Girei a chave do carro, tomei mais alguns comprimidos para a gastrite que acordei com, engatando a marcha e saindo. No banco ao meu lado, haviam páginas arrancadas do caderno de meu pai, os esboços, seriam uma isca. Era um dia bonito, quando há algo errado consigo, e ainda assim permite-se ver o sol, é sempre diferente. Estacionei a uma distância considerável e caminhei até meu emprego, nada lá fiz além de antecipar o passar das horas até o encontro com aquele emissário imundo.

Ele estava lá, do outro lado, esperando-me de pé no bar palco de nossas outras reuniões. Vi-lo sorrir, mirava a porta desde antes que eu saísse. Nutriam, todos, suas esperanças por mim, algo especial para eles, pois sabiam toda a história que somente agora sei. Tentei retribuir a expressão, com um sucesso questionável, mas não importava para ele ou para mim, não seria capaz de imaginar o que de fato se passava por minha mente, passaria por sua cabeça que seria mundano qualquer o meu desconforto.

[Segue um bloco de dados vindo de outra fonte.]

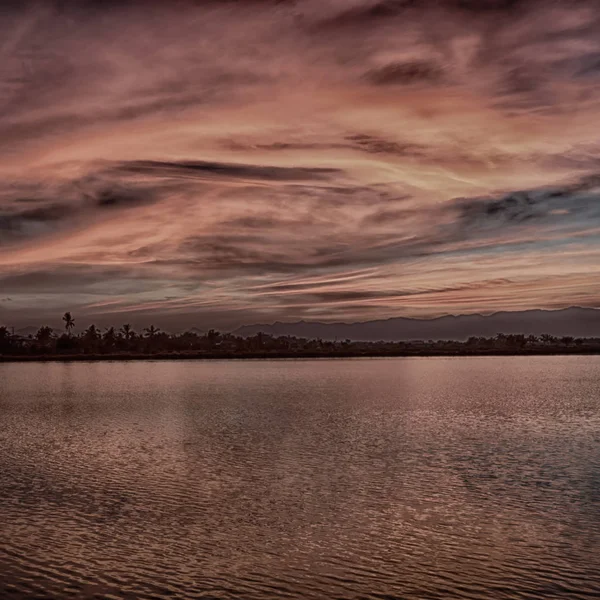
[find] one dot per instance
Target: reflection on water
(392, 478)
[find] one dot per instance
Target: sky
(218, 163)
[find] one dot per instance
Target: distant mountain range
(574, 321)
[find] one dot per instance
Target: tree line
(125, 341)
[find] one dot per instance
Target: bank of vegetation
(125, 343)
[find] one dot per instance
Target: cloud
(205, 169)
(406, 73)
(281, 160)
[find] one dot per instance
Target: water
(391, 478)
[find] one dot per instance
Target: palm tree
(127, 331)
(69, 322)
(44, 334)
(151, 331)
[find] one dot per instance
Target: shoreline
(293, 355)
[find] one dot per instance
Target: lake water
(408, 478)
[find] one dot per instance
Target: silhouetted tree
(69, 322)
(44, 335)
(127, 332)
(151, 332)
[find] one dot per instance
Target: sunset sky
(216, 163)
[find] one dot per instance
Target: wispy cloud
(268, 159)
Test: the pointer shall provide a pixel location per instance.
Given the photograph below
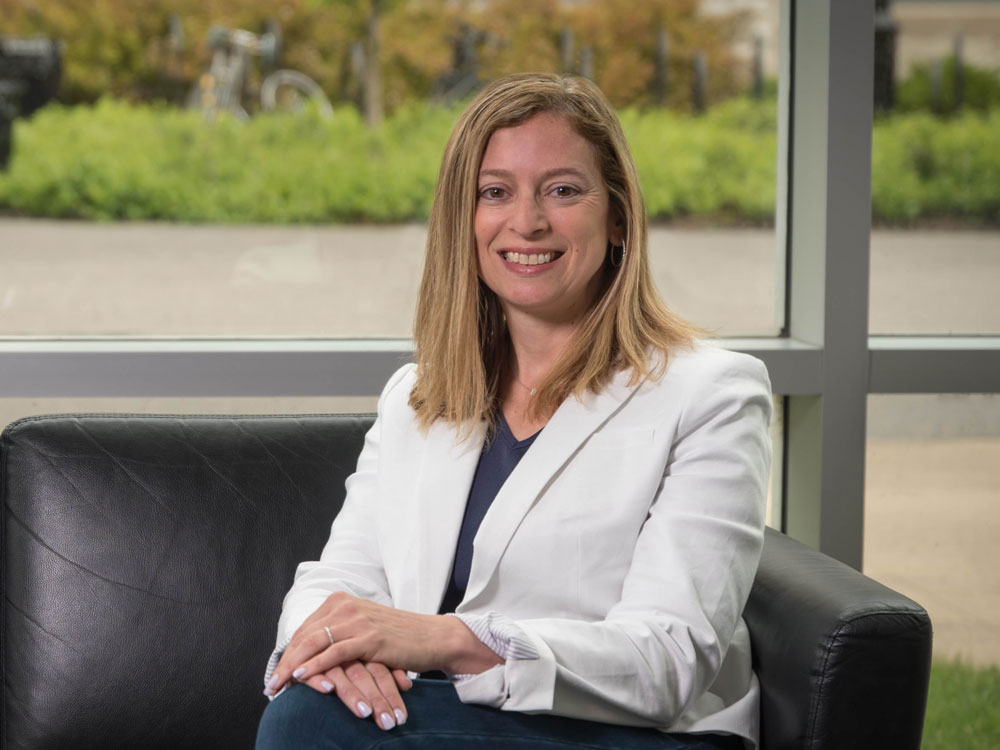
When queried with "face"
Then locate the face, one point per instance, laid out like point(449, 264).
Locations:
point(542, 220)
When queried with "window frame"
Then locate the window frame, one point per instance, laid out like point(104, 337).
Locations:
point(824, 363)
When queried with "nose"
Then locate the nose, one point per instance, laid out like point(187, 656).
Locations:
point(528, 216)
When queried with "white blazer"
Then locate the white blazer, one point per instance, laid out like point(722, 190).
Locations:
point(623, 545)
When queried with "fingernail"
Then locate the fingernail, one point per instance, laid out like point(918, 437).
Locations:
point(271, 685)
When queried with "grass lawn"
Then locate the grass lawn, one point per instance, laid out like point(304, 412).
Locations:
point(963, 708)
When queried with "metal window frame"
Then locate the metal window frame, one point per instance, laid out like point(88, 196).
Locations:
point(824, 363)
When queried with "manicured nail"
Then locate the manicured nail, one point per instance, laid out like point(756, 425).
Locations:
point(271, 684)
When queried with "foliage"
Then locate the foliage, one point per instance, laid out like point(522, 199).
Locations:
point(121, 161)
point(121, 48)
point(916, 92)
point(924, 167)
point(962, 708)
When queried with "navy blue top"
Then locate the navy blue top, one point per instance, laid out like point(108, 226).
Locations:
point(500, 456)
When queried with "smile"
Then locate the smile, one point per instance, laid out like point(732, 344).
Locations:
point(530, 259)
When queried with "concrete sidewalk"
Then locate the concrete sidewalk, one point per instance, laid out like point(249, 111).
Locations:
point(76, 278)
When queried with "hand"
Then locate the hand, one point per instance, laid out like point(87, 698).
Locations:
point(368, 632)
point(367, 690)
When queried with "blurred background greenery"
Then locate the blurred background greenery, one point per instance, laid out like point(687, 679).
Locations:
point(119, 145)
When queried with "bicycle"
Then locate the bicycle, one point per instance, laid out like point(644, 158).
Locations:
point(223, 86)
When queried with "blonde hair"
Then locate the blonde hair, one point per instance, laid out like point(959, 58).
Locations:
point(462, 344)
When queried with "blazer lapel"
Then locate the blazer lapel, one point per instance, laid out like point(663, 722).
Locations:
point(445, 477)
point(571, 425)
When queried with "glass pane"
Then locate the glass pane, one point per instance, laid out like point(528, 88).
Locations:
point(932, 513)
point(935, 251)
point(709, 178)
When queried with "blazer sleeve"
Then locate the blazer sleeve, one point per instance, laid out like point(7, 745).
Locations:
point(659, 650)
point(350, 561)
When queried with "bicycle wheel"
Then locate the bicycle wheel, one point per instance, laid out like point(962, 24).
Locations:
point(290, 90)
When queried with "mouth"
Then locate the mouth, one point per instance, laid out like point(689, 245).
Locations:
point(530, 259)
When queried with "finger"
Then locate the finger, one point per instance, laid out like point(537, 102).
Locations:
point(341, 652)
point(309, 654)
point(386, 682)
point(356, 702)
point(364, 681)
point(321, 683)
point(403, 681)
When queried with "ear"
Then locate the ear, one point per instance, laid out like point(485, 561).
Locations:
point(616, 229)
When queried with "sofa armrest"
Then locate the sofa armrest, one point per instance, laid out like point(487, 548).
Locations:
point(144, 564)
point(843, 661)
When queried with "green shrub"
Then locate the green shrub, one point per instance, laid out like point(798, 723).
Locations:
point(962, 707)
point(924, 167)
point(916, 92)
point(120, 161)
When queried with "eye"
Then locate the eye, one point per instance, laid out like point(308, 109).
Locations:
point(564, 191)
point(492, 193)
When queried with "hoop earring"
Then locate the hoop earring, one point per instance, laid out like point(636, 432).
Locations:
point(617, 255)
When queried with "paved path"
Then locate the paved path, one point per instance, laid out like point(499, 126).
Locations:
point(75, 278)
point(933, 484)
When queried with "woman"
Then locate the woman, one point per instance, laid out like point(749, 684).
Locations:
point(590, 587)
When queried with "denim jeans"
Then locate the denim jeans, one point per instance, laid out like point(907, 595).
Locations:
point(303, 719)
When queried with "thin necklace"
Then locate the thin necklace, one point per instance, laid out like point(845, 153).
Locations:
point(531, 391)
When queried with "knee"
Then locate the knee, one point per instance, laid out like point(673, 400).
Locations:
point(290, 721)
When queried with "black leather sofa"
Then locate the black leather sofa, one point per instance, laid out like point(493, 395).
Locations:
point(145, 559)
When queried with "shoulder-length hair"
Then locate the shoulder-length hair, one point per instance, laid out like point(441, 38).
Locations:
point(462, 343)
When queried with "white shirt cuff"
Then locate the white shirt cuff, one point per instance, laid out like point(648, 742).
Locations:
point(500, 634)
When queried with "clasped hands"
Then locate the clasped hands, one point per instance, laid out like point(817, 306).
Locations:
point(373, 646)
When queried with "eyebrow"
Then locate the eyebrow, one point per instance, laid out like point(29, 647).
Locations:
point(549, 174)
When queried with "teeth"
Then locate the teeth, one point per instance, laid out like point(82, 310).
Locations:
point(526, 259)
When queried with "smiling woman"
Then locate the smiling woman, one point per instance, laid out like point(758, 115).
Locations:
point(560, 508)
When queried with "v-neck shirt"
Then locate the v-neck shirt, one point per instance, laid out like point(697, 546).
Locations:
point(499, 457)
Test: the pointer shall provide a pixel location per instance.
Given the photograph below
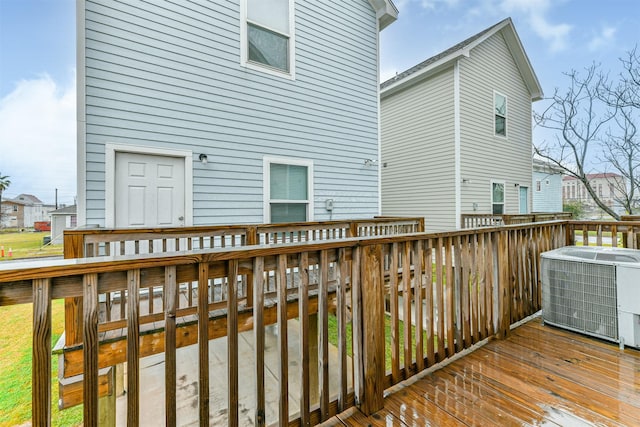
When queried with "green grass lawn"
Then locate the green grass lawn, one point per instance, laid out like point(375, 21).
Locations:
point(26, 244)
point(15, 365)
point(333, 338)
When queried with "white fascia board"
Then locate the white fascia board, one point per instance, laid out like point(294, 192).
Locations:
point(386, 12)
point(447, 61)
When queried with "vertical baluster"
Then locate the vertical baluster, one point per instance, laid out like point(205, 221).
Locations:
point(458, 262)
point(171, 305)
point(133, 347)
point(258, 333)
point(232, 341)
point(406, 309)
point(90, 345)
point(395, 315)
point(417, 292)
point(41, 353)
point(203, 342)
point(464, 291)
point(283, 355)
point(341, 272)
point(428, 276)
point(303, 313)
point(323, 336)
point(439, 301)
point(449, 296)
point(482, 283)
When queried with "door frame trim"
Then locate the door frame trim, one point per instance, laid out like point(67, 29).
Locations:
point(110, 177)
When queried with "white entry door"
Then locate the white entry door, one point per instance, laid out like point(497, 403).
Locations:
point(149, 190)
point(524, 200)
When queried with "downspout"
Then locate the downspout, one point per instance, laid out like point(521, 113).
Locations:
point(81, 120)
point(456, 143)
point(379, 163)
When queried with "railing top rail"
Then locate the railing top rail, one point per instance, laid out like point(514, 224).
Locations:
point(236, 227)
point(17, 271)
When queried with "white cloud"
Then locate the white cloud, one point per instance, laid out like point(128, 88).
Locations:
point(425, 4)
point(603, 39)
point(536, 12)
point(38, 139)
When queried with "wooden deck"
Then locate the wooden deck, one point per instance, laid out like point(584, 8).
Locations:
point(540, 375)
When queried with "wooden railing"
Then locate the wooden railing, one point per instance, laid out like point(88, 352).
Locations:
point(624, 234)
point(455, 289)
point(92, 242)
point(82, 243)
point(491, 220)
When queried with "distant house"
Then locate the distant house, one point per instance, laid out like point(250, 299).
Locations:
point(456, 131)
point(228, 111)
point(547, 187)
point(608, 186)
point(62, 219)
point(23, 211)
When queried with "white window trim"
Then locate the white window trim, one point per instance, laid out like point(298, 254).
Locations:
point(504, 203)
point(110, 177)
point(506, 116)
point(520, 201)
point(244, 52)
point(266, 179)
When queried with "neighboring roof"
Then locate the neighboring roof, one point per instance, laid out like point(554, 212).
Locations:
point(546, 167)
point(447, 57)
point(593, 176)
point(386, 12)
point(28, 199)
point(68, 210)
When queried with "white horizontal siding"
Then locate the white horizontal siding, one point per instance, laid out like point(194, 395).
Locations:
point(549, 198)
point(168, 75)
point(417, 148)
point(485, 156)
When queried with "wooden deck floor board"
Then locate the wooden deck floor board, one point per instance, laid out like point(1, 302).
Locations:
point(568, 373)
point(541, 375)
point(620, 372)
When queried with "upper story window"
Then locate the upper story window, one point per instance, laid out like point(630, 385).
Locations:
point(497, 198)
point(268, 35)
point(500, 113)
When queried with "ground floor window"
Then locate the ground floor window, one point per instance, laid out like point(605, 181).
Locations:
point(288, 190)
point(497, 198)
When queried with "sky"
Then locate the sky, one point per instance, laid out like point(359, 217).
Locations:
point(37, 66)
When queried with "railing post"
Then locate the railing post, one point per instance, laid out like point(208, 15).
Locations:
point(252, 239)
point(353, 229)
point(504, 286)
point(73, 247)
point(371, 363)
point(570, 234)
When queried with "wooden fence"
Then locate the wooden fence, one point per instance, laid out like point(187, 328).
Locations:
point(491, 220)
point(454, 289)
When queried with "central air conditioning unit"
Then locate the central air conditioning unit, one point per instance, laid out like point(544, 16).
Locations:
point(593, 290)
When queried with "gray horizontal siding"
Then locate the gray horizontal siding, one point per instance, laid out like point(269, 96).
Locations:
point(549, 198)
point(417, 148)
point(485, 156)
point(168, 75)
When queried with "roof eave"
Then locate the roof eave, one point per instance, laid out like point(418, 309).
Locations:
point(418, 76)
point(386, 12)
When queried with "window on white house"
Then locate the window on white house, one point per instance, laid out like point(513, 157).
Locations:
point(500, 107)
point(497, 198)
point(268, 33)
point(289, 192)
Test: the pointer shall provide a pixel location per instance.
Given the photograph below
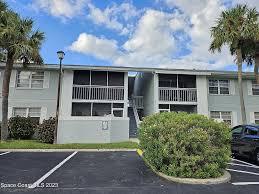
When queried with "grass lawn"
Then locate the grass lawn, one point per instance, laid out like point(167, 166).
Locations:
point(34, 144)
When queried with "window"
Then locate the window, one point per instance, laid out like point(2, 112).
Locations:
point(117, 109)
point(250, 130)
point(237, 130)
point(34, 113)
point(164, 108)
point(101, 109)
point(27, 79)
point(81, 109)
point(257, 117)
point(97, 109)
point(219, 86)
point(222, 115)
point(255, 88)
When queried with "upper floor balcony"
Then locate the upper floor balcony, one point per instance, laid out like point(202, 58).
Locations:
point(177, 88)
point(98, 85)
point(178, 94)
point(89, 92)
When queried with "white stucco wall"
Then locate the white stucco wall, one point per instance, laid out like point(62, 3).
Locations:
point(202, 97)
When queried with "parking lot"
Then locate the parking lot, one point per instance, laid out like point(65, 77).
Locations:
point(105, 172)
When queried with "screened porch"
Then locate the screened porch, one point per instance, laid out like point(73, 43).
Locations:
point(177, 88)
point(98, 85)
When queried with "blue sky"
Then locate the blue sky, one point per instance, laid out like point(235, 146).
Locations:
point(146, 33)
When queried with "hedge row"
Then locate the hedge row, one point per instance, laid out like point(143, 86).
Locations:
point(185, 145)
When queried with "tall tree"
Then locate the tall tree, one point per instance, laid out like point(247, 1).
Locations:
point(19, 41)
point(234, 28)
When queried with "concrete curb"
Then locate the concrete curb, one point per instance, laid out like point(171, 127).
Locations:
point(67, 150)
point(211, 181)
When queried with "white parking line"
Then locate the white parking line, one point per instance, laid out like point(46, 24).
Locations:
point(244, 162)
point(4, 153)
point(244, 165)
point(242, 171)
point(35, 184)
point(246, 183)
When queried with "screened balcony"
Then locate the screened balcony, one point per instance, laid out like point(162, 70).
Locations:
point(177, 88)
point(98, 85)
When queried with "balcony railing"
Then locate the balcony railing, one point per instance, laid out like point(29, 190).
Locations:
point(86, 92)
point(178, 94)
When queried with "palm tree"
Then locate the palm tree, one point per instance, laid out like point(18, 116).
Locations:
point(234, 28)
point(19, 41)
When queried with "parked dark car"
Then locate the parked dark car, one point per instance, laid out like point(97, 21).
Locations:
point(245, 141)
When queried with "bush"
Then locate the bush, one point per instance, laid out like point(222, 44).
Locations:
point(185, 145)
point(21, 127)
point(46, 131)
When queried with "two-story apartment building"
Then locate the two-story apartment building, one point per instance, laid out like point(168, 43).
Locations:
point(105, 104)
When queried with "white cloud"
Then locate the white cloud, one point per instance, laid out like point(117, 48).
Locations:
point(113, 16)
point(98, 47)
point(202, 15)
point(176, 39)
point(65, 9)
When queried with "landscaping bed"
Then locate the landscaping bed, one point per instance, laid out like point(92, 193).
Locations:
point(34, 144)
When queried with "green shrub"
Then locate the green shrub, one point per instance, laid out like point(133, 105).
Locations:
point(46, 130)
point(21, 127)
point(185, 145)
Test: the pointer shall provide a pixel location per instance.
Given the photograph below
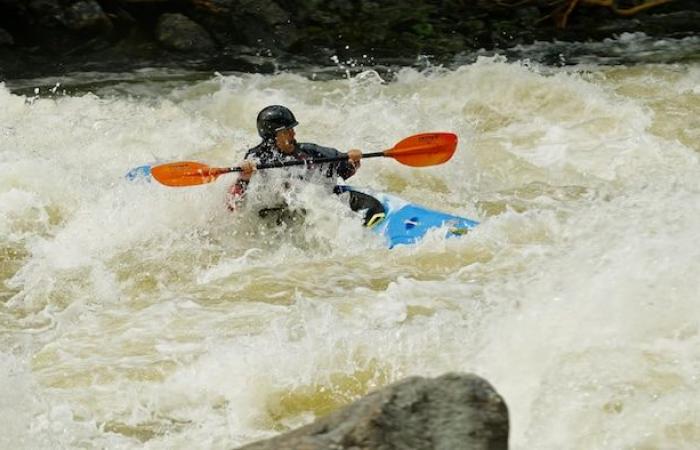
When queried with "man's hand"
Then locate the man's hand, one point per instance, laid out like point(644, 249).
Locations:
point(354, 157)
point(247, 169)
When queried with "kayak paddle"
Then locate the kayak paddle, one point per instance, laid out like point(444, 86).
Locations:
point(420, 150)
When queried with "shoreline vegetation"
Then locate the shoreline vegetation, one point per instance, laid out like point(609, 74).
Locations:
point(53, 37)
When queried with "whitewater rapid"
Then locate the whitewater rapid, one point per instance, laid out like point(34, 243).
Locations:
point(138, 316)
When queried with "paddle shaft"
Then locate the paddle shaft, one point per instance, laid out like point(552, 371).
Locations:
point(301, 162)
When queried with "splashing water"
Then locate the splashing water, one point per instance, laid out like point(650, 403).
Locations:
point(134, 315)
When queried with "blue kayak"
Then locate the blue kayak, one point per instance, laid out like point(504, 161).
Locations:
point(402, 222)
point(399, 221)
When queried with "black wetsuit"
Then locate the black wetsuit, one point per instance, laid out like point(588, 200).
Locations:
point(267, 152)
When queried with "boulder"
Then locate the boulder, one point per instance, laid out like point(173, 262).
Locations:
point(178, 32)
point(454, 411)
point(87, 15)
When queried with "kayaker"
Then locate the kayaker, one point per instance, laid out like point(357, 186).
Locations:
point(276, 128)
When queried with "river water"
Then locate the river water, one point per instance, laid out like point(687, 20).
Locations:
point(138, 316)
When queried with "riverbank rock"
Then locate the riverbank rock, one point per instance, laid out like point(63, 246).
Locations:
point(51, 36)
point(453, 411)
point(5, 38)
point(180, 33)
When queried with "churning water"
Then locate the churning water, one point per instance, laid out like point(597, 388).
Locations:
point(138, 316)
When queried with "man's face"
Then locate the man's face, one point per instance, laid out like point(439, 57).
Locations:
point(285, 140)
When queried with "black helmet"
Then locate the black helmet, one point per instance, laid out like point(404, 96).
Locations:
point(273, 119)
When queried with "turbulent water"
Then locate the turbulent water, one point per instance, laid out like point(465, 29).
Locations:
point(138, 316)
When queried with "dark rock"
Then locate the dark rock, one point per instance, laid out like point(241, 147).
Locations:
point(454, 411)
point(6, 38)
point(87, 15)
point(180, 33)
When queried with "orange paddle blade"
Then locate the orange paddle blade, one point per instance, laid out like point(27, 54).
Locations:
point(422, 150)
point(186, 173)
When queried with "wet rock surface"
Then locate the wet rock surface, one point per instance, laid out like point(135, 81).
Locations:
point(453, 411)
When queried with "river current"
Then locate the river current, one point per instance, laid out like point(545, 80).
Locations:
point(133, 315)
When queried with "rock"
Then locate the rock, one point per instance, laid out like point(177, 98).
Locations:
point(454, 411)
point(87, 15)
point(6, 38)
point(178, 32)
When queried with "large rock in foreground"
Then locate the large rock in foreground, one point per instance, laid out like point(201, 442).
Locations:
point(454, 411)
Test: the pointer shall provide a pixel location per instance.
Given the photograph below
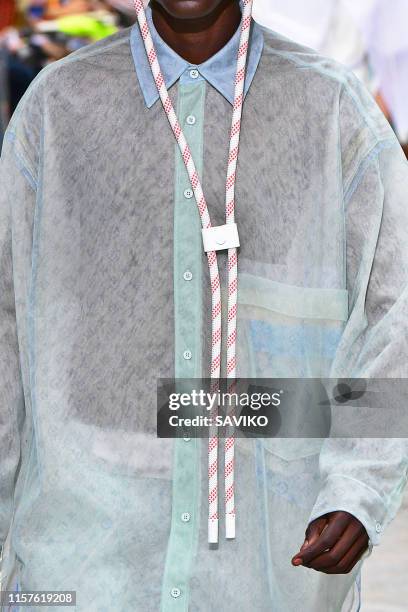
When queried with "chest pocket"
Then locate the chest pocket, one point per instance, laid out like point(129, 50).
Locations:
point(287, 331)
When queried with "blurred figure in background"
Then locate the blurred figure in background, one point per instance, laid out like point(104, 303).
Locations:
point(48, 30)
point(369, 36)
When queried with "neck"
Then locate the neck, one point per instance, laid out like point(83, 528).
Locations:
point(198, 39)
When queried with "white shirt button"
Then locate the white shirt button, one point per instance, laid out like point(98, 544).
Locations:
point(175, 592)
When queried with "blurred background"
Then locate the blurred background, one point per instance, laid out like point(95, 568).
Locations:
point(369, 36)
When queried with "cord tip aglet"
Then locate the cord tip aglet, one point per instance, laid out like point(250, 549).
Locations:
point(230, 526)
point(213, 531)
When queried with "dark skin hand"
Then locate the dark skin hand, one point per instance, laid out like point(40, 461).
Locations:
point(334, 543)
point(196, 29)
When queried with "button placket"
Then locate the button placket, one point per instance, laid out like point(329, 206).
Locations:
point(188, 320)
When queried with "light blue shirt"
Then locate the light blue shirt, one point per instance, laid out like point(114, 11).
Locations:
point(218, 70)
point(104, 289)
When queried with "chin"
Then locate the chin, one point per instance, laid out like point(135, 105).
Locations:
point(189, 9)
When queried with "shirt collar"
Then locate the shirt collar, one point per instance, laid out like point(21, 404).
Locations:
point(218, 70)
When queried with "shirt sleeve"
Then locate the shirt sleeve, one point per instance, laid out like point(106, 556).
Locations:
point(366, 476)
point(17, 203)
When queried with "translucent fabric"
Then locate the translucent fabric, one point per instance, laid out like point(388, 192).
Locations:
point(97, 231)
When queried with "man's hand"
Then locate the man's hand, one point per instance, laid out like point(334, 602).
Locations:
point(334, 543)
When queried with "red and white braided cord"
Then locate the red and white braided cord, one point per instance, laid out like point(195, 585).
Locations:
point(212, 256)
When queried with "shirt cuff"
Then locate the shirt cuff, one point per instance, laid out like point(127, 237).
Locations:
point(343, 493)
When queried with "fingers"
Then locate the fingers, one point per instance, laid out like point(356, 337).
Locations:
point(331, 558)
point(336, 526)
point(353, 556)
point(312, 534)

Por aqueles meros rabiscos, deu-me trinta dólares. Eram já mimos, dados com a intenção de conquistarem-me e agarrarem-me mais e mais; se o dinheiro fala, este deveria ser o canto de uma sereia. Pude ver seu anseio, esse tempo todo esperou por algo além, havia aguardado pacientemente pelo momento em que tudo o que eu poderia oferecer havia se esgotado. "Você não tem mais nada, certo?" Saíram de sua boca como se já houvesse ensaiado-as. "Isso foi tudo." Fingi-me conivente. "Veja, eu posso te oferecer mais do que te ofereci até aqui. Você também é jornalista, pode escrever alguns artigos para nós, coisas que ficarão só entre nosso recluso grupo." E era dessa forma que Ted e outros começavam a trilhar a depravação. "Parece bom, que tipo de artigo?" Evitava falar tanto, do contrário meu nojo seria óbvio. "Nada muito diferente. Como os de seu pai, sobre essa condição..." Enrolou, procurando palavras ou evitando dizê-las de forma a exprimir seu reprimido êxtase, mirou sua visão aos próprios sapatos, virando a cabeça levemente como uma criança envergonhada ao confessar-se. "...Essa condição triste, decadente e deprimente que o mundo tem passado." Voltou a olhar-me nos olhos ao ter dito tudo. "Então, nos vemos amanhã novamente?" Quis encerrar aquilo. "Estarei sempre aqui. E, ah, mais uma coisa." Apoiando e abrindo sua maleta sobre a mesa, tirou dela um envelope gordo, logo dando-me. "São cinco mil dólares, por termos feito negócios juntos até agora. Isso vem de todos da equipe. Espero que possamos continuar com isso." Existia muito intento por trás daquela filantropia.

Esperançosamente esse foi meu último encontro com o mesmo. Andei até o carro, distante o suficiente para que não me notasse ali. Eram cinco mil dólares comigo, sem esforço algum, garantiria uma vida fácil a qualquer pessoa, faz com que eu compreenda como muitos facilmente se venderiam àquilo. - Talvez até mesmo eu, em diferentes circunstâncias, mas nunca nesta que me encontrei. Minha abominação por eles é intensificada em mais valorosa potência pelo destino de meu pai.

Sem que nada bebesse, sem que se sentasse, passaram-se no mínimo vinte minutos até que ele entrasse em seu carro - No mesmo momento, liguei o meu. Parti alguns minutos após ele, escondendo-me o quanto podia atrás de outros veículos que embrenharam-se entre nós naquele curto tempo. Após três horas, o que foi uma jornada até o fim da cidade, estávamos em uma estrada com nada além de árvores em ambos os lados; nesse ponto, o máximo que poderia fazer seria manter certa distância.

Encostou ao lado direito da estrada. Desacelerava para não perdê-lo, e ali por um momento apavorei-me, observando-o quando por acaso meus olhos correram até seu retrovisor, parecia encarar diretamente a mim. Não tive opção senão ultrapassá-lo, em um caminho tão longo e tão repetitivo temia não haver nenhum ponto referencial para que, quando voltasse ali, soubesse onde havia o deixado. Já procurava desesperadamente algum sinal que ajudasse a reencontrar o trecho. Quase como se escondido por seu automóvel, existia uma trilha estranha, larga e limpa, que adentrava aquela mata. Afastado o suficiente, ouvi o som de seu motor religar, as luzes de seu farol escapavam dentre os troncos. Esperou estar só para seguir em frente.